Yes, you still get PhysX acceleration in SLI, but PhysX can only run on one of the GPUs. SLI on the other hand uses AFR which load balances rendering across both GPUs. The problem is, if PhysX is taking some of the processing time of one of the GPUs, it also reduces the mirrored amount on the 2nd GPU for SLI.
So for example, if you have PhysX consuming 25% of GPU1, that leaves 75% of both GPUx2, so maybe 150% optimally in SLI. If the game only scales to ~150% even without PhysX, you would most likely not notice the difference in FPS overall. If you start increasing the amount dedicated to PhysX, you start reducing the benefit of SLI. Once you eclipse the 50% point for PhysX, you're better off just running them independently, giving a full 100% dedicated to each.

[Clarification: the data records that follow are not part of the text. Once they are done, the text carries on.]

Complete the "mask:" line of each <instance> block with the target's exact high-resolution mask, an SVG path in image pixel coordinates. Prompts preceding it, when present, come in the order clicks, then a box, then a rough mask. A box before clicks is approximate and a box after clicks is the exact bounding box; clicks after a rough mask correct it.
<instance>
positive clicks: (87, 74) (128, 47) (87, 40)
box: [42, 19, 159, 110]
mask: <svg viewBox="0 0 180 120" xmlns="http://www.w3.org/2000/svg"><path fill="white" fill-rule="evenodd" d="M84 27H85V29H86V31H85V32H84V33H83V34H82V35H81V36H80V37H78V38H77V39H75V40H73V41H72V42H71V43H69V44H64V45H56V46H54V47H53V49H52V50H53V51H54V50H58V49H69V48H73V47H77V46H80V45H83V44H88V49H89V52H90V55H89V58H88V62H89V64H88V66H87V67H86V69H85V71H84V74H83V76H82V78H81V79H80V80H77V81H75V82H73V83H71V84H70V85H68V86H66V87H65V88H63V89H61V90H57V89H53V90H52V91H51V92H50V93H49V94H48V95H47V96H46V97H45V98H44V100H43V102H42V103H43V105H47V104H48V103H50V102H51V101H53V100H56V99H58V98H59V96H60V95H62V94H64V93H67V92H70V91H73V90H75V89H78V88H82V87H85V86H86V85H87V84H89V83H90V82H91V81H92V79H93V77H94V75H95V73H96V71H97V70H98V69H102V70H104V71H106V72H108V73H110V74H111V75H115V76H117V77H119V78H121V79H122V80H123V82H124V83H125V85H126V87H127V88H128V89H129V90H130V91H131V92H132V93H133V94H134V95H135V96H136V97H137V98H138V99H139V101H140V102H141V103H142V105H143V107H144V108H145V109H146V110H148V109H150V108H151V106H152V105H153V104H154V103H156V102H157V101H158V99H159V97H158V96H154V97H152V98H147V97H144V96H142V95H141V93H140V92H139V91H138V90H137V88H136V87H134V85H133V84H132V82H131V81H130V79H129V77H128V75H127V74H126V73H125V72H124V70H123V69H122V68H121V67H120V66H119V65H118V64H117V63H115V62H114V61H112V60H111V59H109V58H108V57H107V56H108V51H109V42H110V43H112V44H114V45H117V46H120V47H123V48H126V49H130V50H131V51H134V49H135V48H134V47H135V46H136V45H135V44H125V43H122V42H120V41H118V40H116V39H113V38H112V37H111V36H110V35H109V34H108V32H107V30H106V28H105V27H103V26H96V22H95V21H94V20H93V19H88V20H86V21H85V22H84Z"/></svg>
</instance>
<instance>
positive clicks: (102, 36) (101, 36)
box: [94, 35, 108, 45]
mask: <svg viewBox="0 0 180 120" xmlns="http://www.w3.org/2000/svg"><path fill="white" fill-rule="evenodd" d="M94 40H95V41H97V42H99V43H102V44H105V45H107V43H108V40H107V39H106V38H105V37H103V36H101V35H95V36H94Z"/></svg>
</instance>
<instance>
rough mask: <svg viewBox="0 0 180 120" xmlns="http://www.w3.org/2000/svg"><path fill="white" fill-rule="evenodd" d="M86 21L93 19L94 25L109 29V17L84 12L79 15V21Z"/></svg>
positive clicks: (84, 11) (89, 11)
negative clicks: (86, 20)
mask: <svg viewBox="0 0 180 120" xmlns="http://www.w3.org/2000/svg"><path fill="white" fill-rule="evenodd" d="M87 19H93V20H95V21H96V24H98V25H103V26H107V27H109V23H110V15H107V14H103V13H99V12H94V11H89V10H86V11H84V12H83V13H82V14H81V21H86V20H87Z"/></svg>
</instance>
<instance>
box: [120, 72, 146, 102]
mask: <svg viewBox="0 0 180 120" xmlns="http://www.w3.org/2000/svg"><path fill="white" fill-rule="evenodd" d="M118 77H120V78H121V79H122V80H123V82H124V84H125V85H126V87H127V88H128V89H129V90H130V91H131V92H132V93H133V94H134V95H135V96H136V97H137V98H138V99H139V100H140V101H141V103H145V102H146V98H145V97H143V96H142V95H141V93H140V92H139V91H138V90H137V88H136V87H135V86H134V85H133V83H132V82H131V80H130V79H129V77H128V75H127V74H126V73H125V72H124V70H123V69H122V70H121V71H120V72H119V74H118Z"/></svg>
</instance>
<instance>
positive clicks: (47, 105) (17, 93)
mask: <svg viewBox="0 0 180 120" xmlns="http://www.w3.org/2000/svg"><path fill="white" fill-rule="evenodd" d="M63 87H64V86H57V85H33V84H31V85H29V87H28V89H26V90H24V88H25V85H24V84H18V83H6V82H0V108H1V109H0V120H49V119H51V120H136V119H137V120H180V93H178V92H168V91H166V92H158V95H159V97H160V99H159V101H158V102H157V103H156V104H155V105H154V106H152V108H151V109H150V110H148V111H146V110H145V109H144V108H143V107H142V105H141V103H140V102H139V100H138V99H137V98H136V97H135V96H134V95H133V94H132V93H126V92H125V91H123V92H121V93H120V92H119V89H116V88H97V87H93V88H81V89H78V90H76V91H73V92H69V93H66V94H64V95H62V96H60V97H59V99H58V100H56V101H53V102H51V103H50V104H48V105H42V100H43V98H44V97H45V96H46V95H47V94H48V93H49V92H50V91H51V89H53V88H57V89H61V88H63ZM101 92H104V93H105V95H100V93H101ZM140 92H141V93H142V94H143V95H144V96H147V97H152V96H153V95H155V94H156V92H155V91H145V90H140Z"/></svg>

The problem with Batman however is that PhysX on High is very stressful and will use significant GPU resources, probably 50% or more. Its also shown that on High setting, frame rates will generally be limited by your level of PhysX acceleration. So the faster your PhysX processing, the more FPS you'll get before you're GPU limited (similar to a CPU bottleneck).
Here's a pretty good compilation of results for Batman with a bunch of configurations. I also found the game runs better and smoother with SLI disabled, 1 GTX 280 for 3D and 1 GTX 280 for PhysX. Not everyone saw that with 2-way SLI, and there's definitely benefits from SLI + dedicated PhysX.